When he returns to their brick apartment building after work, Coronado follows a meticulous protocol. He drops his uniform straight into the wash, and heads for the shower, before he allows himself to see or speak to his grandmother.

Before or after work, or on his days off, Coronado shops for groceries and does household errands — whatever he can do to keep his grandmother at home. Although he is dutiful about attempting his schoolwork, his already busy days and the intense isolation make it difficult. His focus drifts as the hours pass, to his phone, his nearby bed, his anxieties about the virus and about college. Sometimes he connects with a friend on FaceTime, and they study together. But it is nothing like sitting side by side in the same classroom, in companionable productivity.

“It’s all on you, and you have to push yourself,” he said. “I don’t want to say, ‘I finished high school, but I did nothing at the end.’”

There is also a critical decision to be made about his future: which college he should choose, of more than a half dozen that accepted him.

It is an opportunity he hardly imagined as a boy growing up, first in the Dominican Republic and later in Panama. He had attended high school, but did not know English when he came here two years ago. At his grandmother’s suggestion, he enrolled at Brighton High as a junior, hoping to acquire the English he needed for college. Within a few months, he advanced from ESL (English as a Second Language) 1 to ESL 2; last fall, as a senior, he moved out of ESL altogether, to regular classes.

“What you see with him is the drive,” said his former ESL 2 teacher, Ramon Trinidad, who also coached Coronado on the school’s Spanish language debate team. “He has that hunger, to go to college, to have a profession, to be somebody.”

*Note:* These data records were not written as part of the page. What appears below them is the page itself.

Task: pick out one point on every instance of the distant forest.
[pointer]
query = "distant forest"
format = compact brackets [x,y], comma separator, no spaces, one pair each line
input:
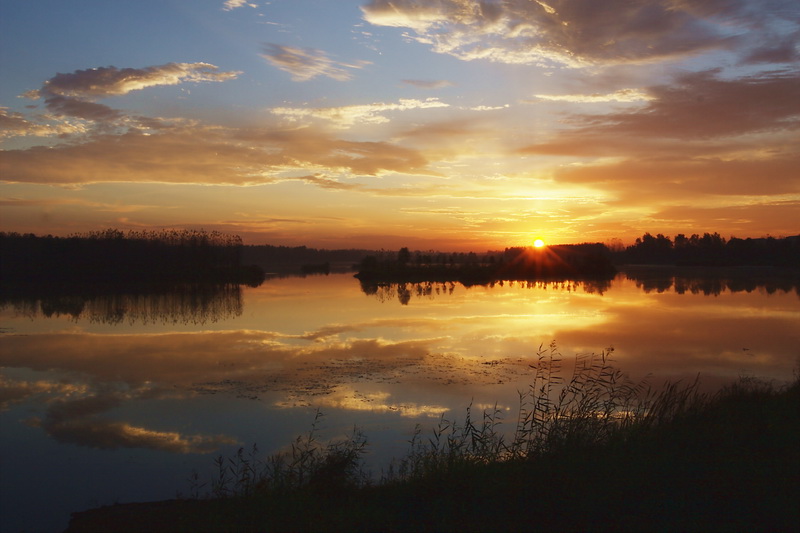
[296,259]
[710,250]
[116,258]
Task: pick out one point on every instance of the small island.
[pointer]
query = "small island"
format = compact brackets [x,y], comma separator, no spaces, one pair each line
[589,261]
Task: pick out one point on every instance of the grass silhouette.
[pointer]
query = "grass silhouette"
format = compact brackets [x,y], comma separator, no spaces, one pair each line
[594,452]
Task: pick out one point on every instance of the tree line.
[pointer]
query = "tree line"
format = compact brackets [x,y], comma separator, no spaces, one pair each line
[711,250]
[113,257]
[573,261]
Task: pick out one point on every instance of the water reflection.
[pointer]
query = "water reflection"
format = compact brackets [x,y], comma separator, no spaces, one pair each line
[714,281]
[196,304]
[168,393]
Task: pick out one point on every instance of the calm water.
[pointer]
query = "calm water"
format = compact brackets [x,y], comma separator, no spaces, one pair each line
[119,398]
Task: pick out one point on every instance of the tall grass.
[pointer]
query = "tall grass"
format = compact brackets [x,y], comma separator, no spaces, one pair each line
[309,463]
[595,405]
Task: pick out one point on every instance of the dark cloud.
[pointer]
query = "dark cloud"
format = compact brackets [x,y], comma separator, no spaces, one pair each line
[428,84]
[206,155]
[74,94]
[75,422]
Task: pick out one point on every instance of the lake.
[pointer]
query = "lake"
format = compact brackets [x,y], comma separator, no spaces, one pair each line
[119,398]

Initially, Coronado planned to go to a two-year community college. But he was emboldened by his success in high school, and applied to 10 colleges, mostly four-year schools. Without parents at home to help him navigate the process, he leaned on his teachers and school counselors for help.

His grandmother was pleased, but not completely: “Why aren’t you applying to Harvard?” she asked him at one point.

Last month, as he prepared to choose a school with the help of his trusted advisers, the pandemic hit, and his school abruptly closed. He still seeks his mentors’ advice by phone or e-mail, but the decision feels harder, the financial forms and red tape more overwhelming, without his teachers there beside him.

“There is so much to get done, and so much I don’t know anything about,” he says. “I’m scared, because I don’t want to make the wrong decision.”

Rejected by Northeastern, his first-choice school — “It is their loss,” his grandmother told him — he is leaning toward Suffolk University, which offered him significant financial aid. He can live at home with his grandmother to save money, and keep working at the nursing home. It will be one less worry, to have a job that is familiar, with flexible hours.

He imagines a time when the pandemic has passed, when his circuit from home to work feels routine, not threatening, and some hard decisions are behind him. Thinking of the future gives him comfort: he knows how time and hard work can change everything.

For now though, it is time for him to go to work. There are residents waiting alone for coffee and sandwiches, a kind word and a smile offered from a doorway, familiar things to anchor them until the fear is gone.